Home Hukum Tanggapan Kawan Lama Group Terkait Dugaan Pelecehan Seksual Pegawai: Ditemukan Pelanggaran Norma

Tanggapan Kawan Lama Group Terkait Dugaan Pelecehan Seksual Pegawai: Ditemukan Pelanggaran Norma

Jakarta, Gatra.com- Kawan Lama Group memberikan tanggapan terkait dugaan pelecehan seksual yang dialami oleh pegawainya dengan nama inisial RF yang diunggah di akun media sosial Twitter @jerangkah.
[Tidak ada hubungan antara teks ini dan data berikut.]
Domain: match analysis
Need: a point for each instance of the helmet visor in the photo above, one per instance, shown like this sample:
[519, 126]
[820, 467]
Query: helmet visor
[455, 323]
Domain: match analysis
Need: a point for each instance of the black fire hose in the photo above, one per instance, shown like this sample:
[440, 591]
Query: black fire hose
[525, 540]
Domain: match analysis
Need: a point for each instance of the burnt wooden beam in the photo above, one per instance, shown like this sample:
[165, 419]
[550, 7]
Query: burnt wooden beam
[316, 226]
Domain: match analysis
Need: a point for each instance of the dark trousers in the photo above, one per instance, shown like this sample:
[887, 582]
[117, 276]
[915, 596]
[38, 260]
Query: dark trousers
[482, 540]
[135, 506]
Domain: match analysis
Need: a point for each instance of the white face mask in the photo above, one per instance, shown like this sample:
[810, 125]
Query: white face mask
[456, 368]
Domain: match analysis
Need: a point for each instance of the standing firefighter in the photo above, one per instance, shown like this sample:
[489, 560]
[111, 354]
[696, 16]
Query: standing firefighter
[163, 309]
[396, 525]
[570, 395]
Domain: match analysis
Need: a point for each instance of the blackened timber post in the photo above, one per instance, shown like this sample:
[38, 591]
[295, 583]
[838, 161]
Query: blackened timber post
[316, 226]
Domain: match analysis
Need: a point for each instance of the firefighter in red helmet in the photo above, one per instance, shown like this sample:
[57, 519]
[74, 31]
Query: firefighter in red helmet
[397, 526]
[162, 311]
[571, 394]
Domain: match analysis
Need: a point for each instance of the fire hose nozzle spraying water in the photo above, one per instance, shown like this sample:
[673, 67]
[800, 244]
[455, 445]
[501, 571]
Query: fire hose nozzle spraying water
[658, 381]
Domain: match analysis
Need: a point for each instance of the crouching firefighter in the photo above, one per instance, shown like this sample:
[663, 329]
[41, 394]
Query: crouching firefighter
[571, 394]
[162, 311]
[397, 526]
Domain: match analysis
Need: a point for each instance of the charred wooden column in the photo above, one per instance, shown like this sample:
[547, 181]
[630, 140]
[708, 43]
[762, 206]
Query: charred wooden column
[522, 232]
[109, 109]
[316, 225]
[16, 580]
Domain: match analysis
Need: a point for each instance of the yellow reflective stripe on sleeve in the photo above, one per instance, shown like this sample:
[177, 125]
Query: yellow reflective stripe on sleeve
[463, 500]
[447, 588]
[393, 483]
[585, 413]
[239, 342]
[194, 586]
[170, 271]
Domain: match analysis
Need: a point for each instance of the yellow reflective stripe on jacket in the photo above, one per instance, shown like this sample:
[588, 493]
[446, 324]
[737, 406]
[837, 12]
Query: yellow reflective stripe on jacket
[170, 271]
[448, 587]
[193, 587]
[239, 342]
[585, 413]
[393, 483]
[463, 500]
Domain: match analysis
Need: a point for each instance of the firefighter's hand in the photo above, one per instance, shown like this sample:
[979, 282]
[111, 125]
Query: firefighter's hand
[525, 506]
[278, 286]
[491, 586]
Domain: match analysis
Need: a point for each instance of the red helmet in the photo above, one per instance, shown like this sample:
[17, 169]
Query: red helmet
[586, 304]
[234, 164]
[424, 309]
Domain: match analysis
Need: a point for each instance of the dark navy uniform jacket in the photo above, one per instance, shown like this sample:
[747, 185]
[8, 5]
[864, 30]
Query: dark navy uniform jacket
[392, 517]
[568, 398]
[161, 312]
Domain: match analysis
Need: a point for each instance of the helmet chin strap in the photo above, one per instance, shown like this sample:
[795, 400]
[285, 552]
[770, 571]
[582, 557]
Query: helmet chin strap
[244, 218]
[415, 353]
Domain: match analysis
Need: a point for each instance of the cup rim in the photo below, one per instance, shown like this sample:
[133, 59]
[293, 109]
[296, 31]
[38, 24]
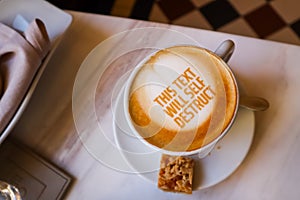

Dalam tanggapan yang dibuat secara tertulis, disebutkan kalau terdapat pelanggaran di dalam group chat WhatsApp.

Menurut Kawan Lama Group, di salah satu interaksi di dalam group chat WhatsApp, telah ditemukan pelanggaran norma yang diatur dalam Peraturan Perusahaan dan Standar Perilaku Bisnis Kawan Lama Group. Atas dasar itu, pihak-pihak yang terbukti melakukan pelanggaran diberi sanksi oleh Kawan Lama Group meski tidak disebutkan siapa pihak-pihak tersebut.

“Atas dasar itu, kami memberikan sanksi kepada pihak-pihak yang terbukti melakukan pelanggaran berupa SP III (Surat Peringatan ke-3),” mengutip keterangan tertulis dari Kawan Lama Group yang diterima Gatra.com pada Kamis (18/09).

Kawan Lama Group juga menyebutkan kalau tangkapan layar chat yang diunggah akun Twitter @jerangkah merupakan group chat WhatsApp pertemanan pribadi dan bukan group resmi kantor.

Terdapat 13 orang yang menjadi anggota di Group chat tersebut yang merupakan pegawai Kawan Lama Group dan yang bukan pegawai perusahaan tersebut.

Dalam tanggapan ini, disebutkan pula kalau RF pertama kali melaporkan dugaan pelecehan seksual yang dialaminya pada Sabtu (13/08) pagi. Kemudian tim Human Capital dari Kawan Lama Group segera menindaklanjuti laporan tersebut.

Adapun suami dari RF yang bernama Richo Pramono disebut mengunggah thread atau utas mengenai dugaan pelecehan seksual yang menimpa istrinya di akun Twitter @jerangkah pada malam harinya.

Akun media sosial Twitter @jerangkah membuat thread Twitter tentang dugaan pelecehan yang dialami oleh istrinya yang memiliki nama inisial RA. Thread tersebut ditulis dan diunggah oleh Richo Pramono.

“Istri saya mendapat pelecehan berupa chat di grup pertemanan kantornya. Cerita berawal saat istri diminta menjadi model foto produknya,”mengutip cuitan pertama dari akun Twitter @jerangkah yang dibuat pada Sabtu (13/08).

Richo membenarkan bahwa pelaku pelecehan seksual terdiri dari 2 orang dengan nama inisial DC dan SB. “Betul,” ucap Richo melalui pesan singkat pada Senin (15/08).

DC dan SB merupakan pegawai di perusahaan bernama Kawan Lama Group. Adapun RA bekerja di perusahaan tersebut sebagai Public Relations Specialist.

Menurut Richo, bentuk pelecehan seksual yang dilakukan oleh DC adalah mengambil foto punggung RA tanpa seizinnya dan mengunggah foto tersebut ke grup WhatsApp yang berisi karyawan-karyawan Kawan Lama Group.

Adapun bentuk pelecehan seksual yang dilakukan oleh SB terhadap RA menurut Richo adalah mengomentari foto punggung dari RA yang diunggah oleh DC di grup WhatsApp. Komentar tersebut adalah “geser kiri dikit det.. trus lepasin..”.

Adapun Richo sudah mendatangi Polres Metro Jakarta Barat pada Senin (15/8) terkait peristiwa ini. “Diterima langsung oleh para penyidik di sini, kami diterima dengan baik,”ucap Richo di Polres Metro Jakarta Barat pada Senin (15/08).